An organization's disaster recovery plan should address early recovery of: A. all information systems processes. B. all financial processing applications. C. only those applications designated by the IS manager. D. processing in priority order, as defined by business management.
The difference between whitebox testing and blackbox testing is that whitebox testing: A. involves the IS auditor. B. is performed by an independent programmer team. C. examines a program's internal logical structure. D. uses the bottom-up approach.
The knowledge base of an expert system that uses questionnaires to lead the user through a series of choices before a conclusion is reached is known as: A. rules. B. decision trees. C. semantic nets. D. data flow diagrams.

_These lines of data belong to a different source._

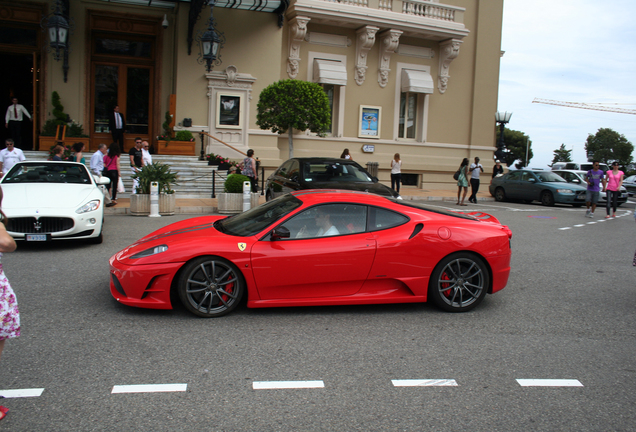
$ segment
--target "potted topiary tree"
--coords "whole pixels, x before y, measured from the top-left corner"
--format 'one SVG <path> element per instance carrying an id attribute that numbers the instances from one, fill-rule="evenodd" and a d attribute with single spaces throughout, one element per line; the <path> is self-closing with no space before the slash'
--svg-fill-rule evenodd
<path id="1" fill-rule="evenodd" d="M 150 214 L 150 184 L 159 183 L 159 214 L 173 215 L 176 209 L 176 195 L 172 185 L 177 184 L 177 174 L 172 172 L 170 165 L 154 162 L 145 165 L 132 176 L 137 179 L 139 186 L 137 193 L 130 195 L 130 213 L 135 216 Z"/>
<path id="2" fill-rule="evenodd" d="M 218 212 L 221 214 L 235 214 L 243 211 L 243 183 L 250 179 L 242 174 L 230 174 L 225 180 L 225 192 L 220 193 Z M 250 208 L 258 205 L 259 194 L 250 195 Z"/>
<path id="3" fill-rule="evenodd" d="M 83 142 L 86 146 L 86 150 L 89 150 L 89 136 L 84 134 L 84 128 L 81 124 L 73 122 L 71 117 L 64 112 L 64 106 L 62 105 L 60 95 L 56 91 L 54 91 L 51 95 L 51 104 L 53 105 L 54 118 L 48 119 L 44 122 L 42 131 L 40 132 L 38 148 L 40 150 L 52 150 L 53 147 L 55 147 L 59 141 L 58 138 L 61 138 L 55 136 L 59 125 L 60 129 L 62 129 L 63 126 L 66 126 L 66 135 L 63 141 L 65 147 L 70 147 L 76 142 Z"/>
<path id="4" fill-rule="evenodd" d="M 173 129 L 170 127 L 172 116 L 166 112 L 166 121 L 163 123 L 164 134 L 157 137 L 157 153 L 170 155 L 194 156 L 196 142 L 192 132 L 180 130 L 172 138 Z"/>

When a complete segregation of duties cannot be achieved in an online system environment, which of the following functions should be separated from the others? A. Origination B. Authorization C. Recording D. Correction
Information for detecting unauthorized input from a terminal would be BEST provided by the: A. console log printout. B. transaction journal. C. automated suspense file listing. D. user error report.
In a system that records all receivables for a company, the receivables are posted on a daily basis. Which of the following would ensure that receivables balances are unaltered between postings? A. Range checks B. Record counts C. Sequence checking D. Run-to-run control totals
Which of the following controls is LEAST likely to detect changes made online to master records? A. Update access to master file is restricted to a supervisor independent of data entry. B. Clerks enter updates online and are finalized by an independent supervisor. C. An edit listing of all updates is produced daily and reviewed by an independent supervisor. D. An update authorization form must be approved by an independent supervisor before entry.
The MOST likely explanation for the use of applets in an Internet application is that: A. it is sent over the network from the server. B. the server does not run the program and the output is not sent over the network. C. they improve the performance of both the web server and network. D. it is a JAVA program downloaded through the web browser and executed by the web server of the client machine.
The MAIN reason for requiring that all computer clocks across an organization be synchronized is to: A. prevent omission or duplication of transactions. B. ensure smooth data transition from client machines to servers. C. ensure that email messages have accurate time stamps. D. support the incident investigation process.
An IS auditor should use statistical sampling and not judgmental (nonstatistical) sampling, when: A. the probability of error must be objectively quantified. B. the auditor wants to avoid sampling risk. C. generalized audit software is unavailable. D. the tolerable error rate cannot be determined.
Utility programs that assemble software modules needed to execute a machine instruction application program version are: A. text editors. B. program library managers. C. linkage editors and loaders. D. debuggers and development aids.